Pick of the week: “Selma” (Amazon Prime) — My full review is here. Instead of a tidy history-class lesson on the civil rights movement, Ava Duvernay presents the messiness of history in all its forms, focusing in on the three-month period where Martin Luther King, Jr. (a masterful David Oyelowo) leads a savvy protest movement to sway public opinion behind his cause. The images of violence against the protesters are immediate and horrible, and one comes away with a profound sense that history does not just have to happen, but has to be worked for, step by step.
“The Mend” (Netflix) — My full review is here. Aside from being a Home Depot spokesman, Josh Lucas hasn’t done much lately. But he roars back to relevance with a terrific performance in John Magary’s elliptical and scabrously funny family drama, playing a ne’er-do-well New Yorker who lures his more strait-laced brother (Stephen Plunkett) into a dark night of the soul. All cliches about sibling bonding are dodged, and the film makes us wonder if these two damaged souls bonding is really a good thing for either of them.
“Queen of Earth” (Netflix) — My full review is here, and an interview with Alex Ross Perry is here.
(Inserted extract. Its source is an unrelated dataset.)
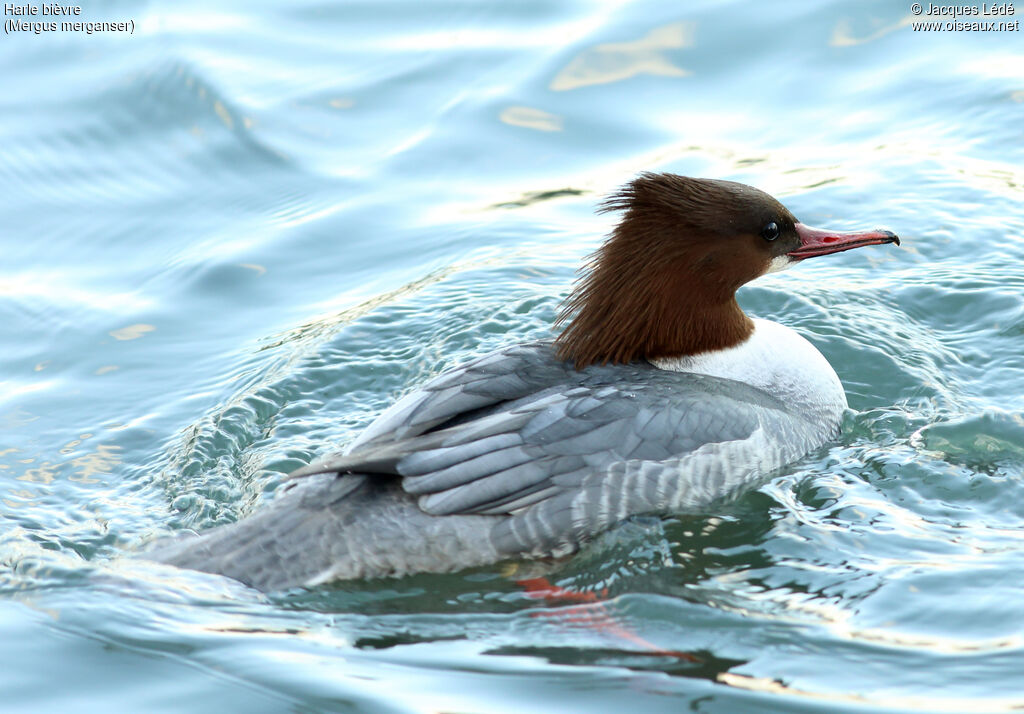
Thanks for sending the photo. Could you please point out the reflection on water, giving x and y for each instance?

Elisabeth Moss gives a raw and unsparing performance as a woman, unhinged by tragedy, who begins a descent into paranoia while staying at the vacation home of her best friend (Kathleen Waterston). Writer-director Alex Ross Perry, so verbal with “Listen Up Philip,” revels in the uneasy silences and claustrophobic atmosphere of the remote setting, making a film that’s part Bergman family drama and Polanski horror movie.
“Pirates of the Caribbean: Curse of the Black Pearl” (Netflix) — Many sequels later, it’s hard to remember that the original “Pirates” was a lot of fun, with imaginatively staged action by director Gore Verbinski and Johnny Depp’s swaggering and staggering Captain Jack Sparrow a fresh comic hero. Maybe a rewatch can recapture the magic.
“How to Survive a Plague” (Netflix) — My full review is here. This searing documentary uses plenty of archival footage to look at the 1980s crusade of the ACT UP group to draw awareness and funding to the AIDS crisis when so many ignored it.